Allocution by Olivier Véran
COVID-19: Advances and Remaining Challenges
Paris, September 29th - October 1st, 2021

Olivier Véran

Institut Pasteur

October 1, 2021


Ladies and gentlemen,

Dear colleagues,

Good afternoon to you all,


The Institut Pasteur, at the forefront of efforts to tackle infectious diseases for more than a century, has been a constant presence through our recent history and the many threats to public health that we have continued to face, from diphtheria, tetanus, tuberculosis and polio to influenza, yellow fever, epidemic plague, hepatitis B and HIV. So many diseases were discovered and brought under control thanks to the efforts of the Institut Pasteur.

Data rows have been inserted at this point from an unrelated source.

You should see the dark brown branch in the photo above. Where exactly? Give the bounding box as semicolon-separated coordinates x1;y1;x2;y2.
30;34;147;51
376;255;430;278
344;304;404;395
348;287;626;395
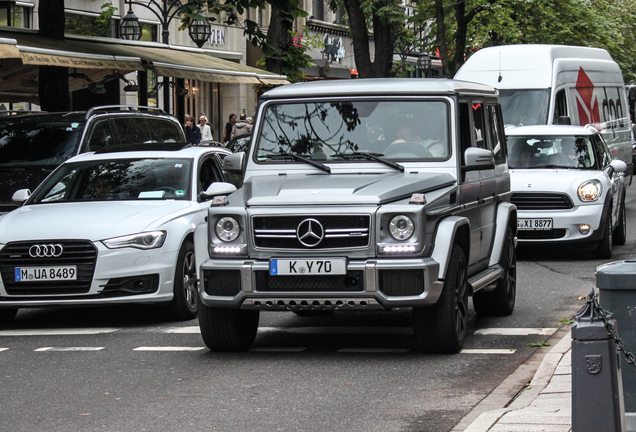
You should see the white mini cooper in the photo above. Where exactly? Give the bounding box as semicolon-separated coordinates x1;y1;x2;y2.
506;125;627;259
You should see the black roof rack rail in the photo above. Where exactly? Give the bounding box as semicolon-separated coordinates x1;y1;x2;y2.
86;105;168;119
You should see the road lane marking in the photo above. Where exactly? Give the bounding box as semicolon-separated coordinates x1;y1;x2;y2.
258;327;413;335
33;347;105;351
338;348;411;354
475;328;558;336
459;348;517;354
133;346;205;351
0;327;119;336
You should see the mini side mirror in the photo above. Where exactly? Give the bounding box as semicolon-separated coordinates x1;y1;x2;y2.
11;189;31;205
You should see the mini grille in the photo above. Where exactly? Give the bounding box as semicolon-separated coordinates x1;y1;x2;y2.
0;240;97;296
253;215;371;249
255;271;364;293
517;228;565;240
510;192;574;210
378;270;424;297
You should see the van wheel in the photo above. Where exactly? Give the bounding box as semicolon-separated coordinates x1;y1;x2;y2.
594;215;612;259
0;308;18;324
612;197;627;246
199;304;260;352
413;245;468;354
473;228;517;316
165;240;199;321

So you are gathered here in a place of science, a place of encounters, a place of remarkable history that has contributed to France's standing on the world stage, with many of its scientists decorated with the Nobel Prize in Physiology or Medicine.

I would like to thank all the delegates, some of whom have come from far afield – the United Kingdom, Switzerland, Israel, the United States, China and South Africa –, and also the institutions represented – the CNRS, Inserm, the ANRS, SPF, the CDC, WHO and many others that I cannot list here.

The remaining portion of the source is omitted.